Подводя черту под анализом этологических данных, еще раз напомню, что экстраполяция этих данных на человека – весьма деликатное дело и требует осторожного исполнения. Во-вторых, скажу, что биологическая или наследственная тенденция к деструктивной, злобной агрессии действительно обнаруживается у некоторых животных, но все же реже, чем принято думать, некоторые же виды животных вовсе не проявляют оной. В-третьих, тщательный анализ конкретных случаев агрессивного поведения у животных убеждает нас в том, что сама агрессивная реакция – скорее вторичный феномен, производный от множества детерминант, а не обусловлена одним лишь врожденным инстинктом агрессии. В-четвертых, чем выше мы поднимаемся по филогенетической лестнице, чем ближе подходим к человеку, тем реже мы сталкиваемся с данными, свидетельствующими в пользу предполагаемой инстинктивности агрессии и тем менее убедительны эти данные, а поведение человекообразных обезьян и вовсе не позволяет нам говорить о чем-то подобном. В-пятых, изучая высших приматов, самых близких родственников человека, мы не только не обнаруживаем злобной агрессии в их поведении, но находим многочисленные проявления дружелюбия, склонности к сотрудничеству и даже проявления альтруизма.
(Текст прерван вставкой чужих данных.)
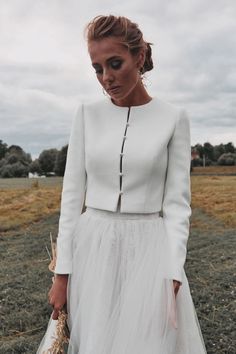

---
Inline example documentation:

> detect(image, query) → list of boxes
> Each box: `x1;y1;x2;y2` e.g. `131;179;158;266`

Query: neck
111;81;152;107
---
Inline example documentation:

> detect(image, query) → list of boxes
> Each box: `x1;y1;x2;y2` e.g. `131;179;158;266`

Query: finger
48;290;53;302
48;295;54;305
52;309;59;320
174;285;180;297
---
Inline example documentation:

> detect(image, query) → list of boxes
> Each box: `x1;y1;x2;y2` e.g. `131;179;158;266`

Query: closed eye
110;59;123;70
92;58;123;75
92;64;103;74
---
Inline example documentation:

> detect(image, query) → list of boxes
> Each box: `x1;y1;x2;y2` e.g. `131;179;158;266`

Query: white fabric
36;315;62;353
37;207;206;354
55;97;192;284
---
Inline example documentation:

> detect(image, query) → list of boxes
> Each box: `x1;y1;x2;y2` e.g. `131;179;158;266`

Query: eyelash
111;60;122;70
95;60;123;74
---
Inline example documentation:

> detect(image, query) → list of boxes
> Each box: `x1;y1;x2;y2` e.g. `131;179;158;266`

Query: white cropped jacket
54;96;192;283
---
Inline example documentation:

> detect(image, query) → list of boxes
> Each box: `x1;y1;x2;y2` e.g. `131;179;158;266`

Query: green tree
6;145;32;165
224;142;235;153
10;162;29;177
29;159;43;175
0;165;14;178
193;143;204;159
203;142;214;161
38;149;58;175
218;153;236;166
213;144;225;161
0;140;8;160
0;145;32;177
54;145;68;176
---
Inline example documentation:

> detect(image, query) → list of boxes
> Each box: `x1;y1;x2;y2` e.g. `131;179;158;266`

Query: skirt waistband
84;207;162;220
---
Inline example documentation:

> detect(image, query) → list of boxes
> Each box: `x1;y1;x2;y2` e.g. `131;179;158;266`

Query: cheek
96;75;104;86
119;63;138;83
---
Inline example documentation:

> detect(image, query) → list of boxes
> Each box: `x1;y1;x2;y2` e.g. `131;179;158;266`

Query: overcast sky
0;0;235;159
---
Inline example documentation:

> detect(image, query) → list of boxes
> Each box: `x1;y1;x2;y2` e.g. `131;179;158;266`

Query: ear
136;48;146;70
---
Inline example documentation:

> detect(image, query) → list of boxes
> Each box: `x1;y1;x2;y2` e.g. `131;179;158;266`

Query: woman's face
88;37;144;103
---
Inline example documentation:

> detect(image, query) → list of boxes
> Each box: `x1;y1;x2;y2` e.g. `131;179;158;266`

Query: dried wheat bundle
43;233;70;354
48;232;57;274
42;310;69;354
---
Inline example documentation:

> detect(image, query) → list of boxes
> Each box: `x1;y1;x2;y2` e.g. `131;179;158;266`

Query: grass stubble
0;169;235;353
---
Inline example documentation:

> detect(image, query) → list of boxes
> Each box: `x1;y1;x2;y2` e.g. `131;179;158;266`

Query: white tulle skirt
37;206;207;354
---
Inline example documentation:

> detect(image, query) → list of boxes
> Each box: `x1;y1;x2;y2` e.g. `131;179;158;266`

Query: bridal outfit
37;96;207;353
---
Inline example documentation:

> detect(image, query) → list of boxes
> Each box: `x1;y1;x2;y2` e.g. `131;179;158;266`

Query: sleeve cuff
164;260;184;284
54;260;72;275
И наконец, последний, крайне важный момент, о котором я считаю своим долгом упомянуть, состоит в том, что поведение невозможно отделить от мотивации. Большая часть этологов и зоопсихологов сегодня сходятся во мнении, что плотоядные животные убивают только для того, чтобы добыть себе пищу, а вовсе не из садистских побуждений, точно так же как мы забиваем скот не потому, что нам нравится вид крови, а потому, что нам нужны бифштексы к ланчу. Всеми этими рассуждениями я хочу приблизить вас к тому, что впредь мы должны критически относиться к попыткам использования этологических данных для демонстрации деструктивного или агрессивного характера животного начала человека и решительно отметать подобного рода утверждения.